Pedersen Sune, Mogelvang Rasmus, Bjerre Mette, Frystyk Jan, Flyvbjerg Allan, Galatius Soren, Sørensen Tor Biering, Iversen Allan, Hvelplund Anders, Jensen Jan S
Department of Cardiology P, Copenhagen University Hospital, Copenhagen, Denmark.
Cardiology. 2012;123(1):31-8. doi: 10.1159/000339880. Epub 2012 Sep 7.

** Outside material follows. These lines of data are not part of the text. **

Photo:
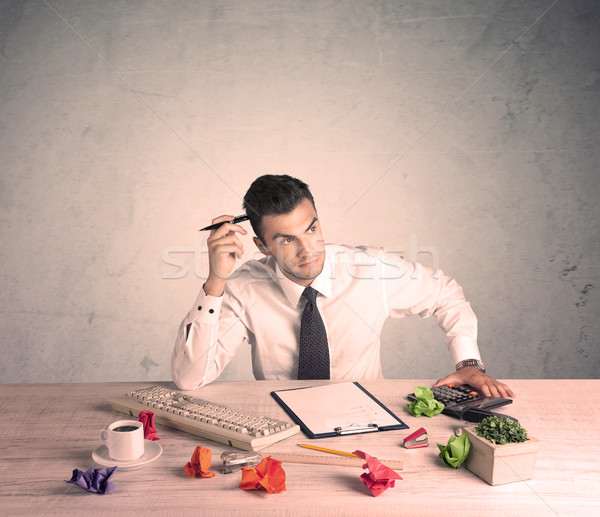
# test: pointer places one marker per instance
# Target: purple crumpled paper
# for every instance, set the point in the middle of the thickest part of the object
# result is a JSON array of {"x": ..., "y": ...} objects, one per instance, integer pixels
[{"x": 94, "y": 480}]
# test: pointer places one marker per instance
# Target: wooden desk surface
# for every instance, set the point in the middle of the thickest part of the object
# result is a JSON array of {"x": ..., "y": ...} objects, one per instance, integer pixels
[{"x": 47, "y": 430}]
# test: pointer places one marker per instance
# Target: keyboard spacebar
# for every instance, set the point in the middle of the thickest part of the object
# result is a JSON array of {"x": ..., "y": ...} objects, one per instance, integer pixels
[{"x": 245, "y": 442}]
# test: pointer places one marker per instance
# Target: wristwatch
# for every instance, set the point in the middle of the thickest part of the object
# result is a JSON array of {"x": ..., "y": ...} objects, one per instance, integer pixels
[{"x": 471, "y": 362}]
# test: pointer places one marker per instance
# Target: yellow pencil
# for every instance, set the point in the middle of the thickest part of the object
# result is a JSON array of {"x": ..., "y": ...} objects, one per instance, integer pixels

Osteoprotegerin (OPG) is a glycoprotein with a regulatory role in immune, skeletal and vascular systems. Data suggest that high circulating OPG levels are associated with an increased risk of cardiovascular disease. We analyzed the association between OPG and long-term outcome in patients with ST-segment elevation myocardial infarction (STEMI) treated with primary percutaneous coronary intervention (pPCI).
We included 716 consecutive STEMI patients admitted to a single high-volume invasive heart center from September 2006 to December 2008. Endpoints were all-cause mortality, repeat myocardial infarction, admission due to heart failure and combinations thereof. Median follow-up lasted 27 months (interquartile range: 22-33).
OPG levels exhibited a non-Gaussian distribution and were therefore divided into quartiles. High levels of OPG were significantly associated with a worse outcome. After adjustment for conventional risk factors (e.g. C-reactive protein, estimated glomerular filtration rate, symptom-to-balloon time and troponin I) using Cox regression, OPG remained a significantly independent predictor of death (HR per increase in OPG quartile: 1.28; CI: 1.03-1.59; p = 0.03), repeat myocardial infarction (HR: 1.30; CI: 1.00-1.68; p = 0.05) and admission with heart failure (HR: 1.50; CI: 1.18-1.90; p = 0.001).
This study shows that OPG independently predicts long-term outcome in STEMI patients treated with pPCI. Eventually, this knowledge could improve risk stratification and overall outcome.
骨保护素(OPG)是一种在免疫、骨骼和血管系统中起调节作用的糖蛋白。数据表明,循环中骨保护素水平升高与心血管疾病风险增加有关。我们分析了骨保护素与接受直接经皮冠状动脉介入治疗(pPCI)的ST段抬高型心肌梗死(STEMI)患者的长期预后之间的关联。
我们纳入了2006年9月至2008年12月期间连续入住一家大型侵入性心脏中心的716例STEMI患者。终点指标为全因死亡率、再次心肌梗死、因心力衰竭入院以及这些情况的组合。中位随访时间为27个月(四分位间距:22 - 33个月)。
骨保护素水平呈非高斯分布,因此被分为四分位数。骨保护素水平高与较差的预后显著相关。使用Cox回归对传统风险因素(如C反应蛋白、估计肾小球滤过率、症状发作至球囊扩张时间和肌钙蛋白I)进行调整后,骨保护素仍然是死亡(骨保护素四分位数每增加一级的风险比:1.28;可信区间:1.03 - 1.59;p = 0.03)、再次心肌梗死(风险比:1.30;可信区间:1.00 - 1.68;p = 0.05)和因心力衰竭入院(风险比:1.50;可信区间:1.18 - 1.90;p = 0.001)的显著独立预测因子。
本研究表明,骨保护素独立预测接受pPCI治疗的STEMI患者的长期预后。最终,这一认识可能会改善风险分层和总体预后。